Году в 2117 на одном из вошедших в привычку приёмов по случаю тридцатилетний преуспевающий журналист модной газеты, Джек Браун, мимоходом услышал резкое замечание в адрес художников:

– Вся эта богемная сволочь слишком много о себе думает. Радовались бы тому, что их поганая мазня вообще кому-то нужна.

Тема его волновала.

– Вы это обо всех или о ком-то конкретном? – спросил он раздосадованного господина в костюме из лунной парчи.

– Слышали о Голом Британце?

– О мистере Fuck?

– Да, об этом нахале, рисующем жопой.

– Ну как же, его работы…

– Дерьмо!

– …весьма популярны.

– И стоят миллионы, хотя за это убожество я и гроша ломаного не дал бы.

Мысль как предчувствие, шорох сознания, пыль ускользающего нечто, и вдруг…

– А хотите, сэр, я заберу у него работы, не заплатив ни цента?

Знания, однажды усвоенные, не исчезают бесследно. «Если вы хотите достичь цели, не старайтесь быть деликатным или умным. Пользуйтесь грубыми приёмами. Бейте по цели сразу. Вернитесь и ударьте снова. Затем ударьте ещё, сильнейшим ударом сплеча».[5 - Уинстон Черчилль] Он это помнил.

– Что, заболтаете его до смерти?

– Это уж как придётся. Хотите пари?

Так родилась Охота. Позже идею подхватил «Блэкус» – один из крупнейших в мире послевоенных аукционных домов. Основанный 13 мая 2078 года большим почитателем искусства, полковником в отставке Маркесом Блэком, «Блэкус» стал закрытым клубом для внезапно разбогатевших на Новых Приисках бывших военных, решивших, что вкладывать в «мазню» куда безопасней и прибыльней законного убийства и грабежа.

Совместно с «Блэкус» были разработаны «Правила ведения охоты в реалиях современного мира», которым должны были следовать все без исключения «охотники за талантом».
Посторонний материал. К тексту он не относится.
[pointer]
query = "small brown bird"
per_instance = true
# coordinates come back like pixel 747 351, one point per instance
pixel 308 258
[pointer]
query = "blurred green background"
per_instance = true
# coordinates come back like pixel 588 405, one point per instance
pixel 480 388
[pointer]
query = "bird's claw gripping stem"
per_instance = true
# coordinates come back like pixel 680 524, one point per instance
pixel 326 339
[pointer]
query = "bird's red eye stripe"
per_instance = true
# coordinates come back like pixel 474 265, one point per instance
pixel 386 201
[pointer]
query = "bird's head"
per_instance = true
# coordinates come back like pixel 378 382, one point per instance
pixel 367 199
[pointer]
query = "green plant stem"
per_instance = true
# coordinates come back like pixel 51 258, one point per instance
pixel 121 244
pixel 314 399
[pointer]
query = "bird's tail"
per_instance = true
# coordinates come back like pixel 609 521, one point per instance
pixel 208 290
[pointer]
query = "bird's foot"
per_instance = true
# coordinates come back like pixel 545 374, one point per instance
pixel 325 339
Правила были просты: в течение года нужно было вынудить художника (жертву) отдать свои работы – любым способом. Жадность, тщеславие, зависть, уныние жертвы – всё шло в помощь охотнику. Убийство, тщательно замаскированное под самоубийство, или несчастный случай считались мерой крайней и применялись в исключительных случаях, когда упрямство гения становилось единственным препятствием на пути к победе. Платить художнику даже самую малость было строжайше запрещено.

Жертва выбиралась осознанно, по таланту. Армия наёмных дилеров, искусствоведов и перекупщиков всех мастей работала без устали, выискивая крупицы золота в огромной навозной куче послевоенного арт-рынка. Поначалу охотились за известными, кем-то уже раскрученными и в большинстве своём бездарными «клоунами по контракту», но быстро от них отказались: территория хорошо охранялась. Взялись за способных, но было скучно: слишком сговорчивые. Потом за талантливых. С талантливыми было интересней всего: те просто так не сдавались.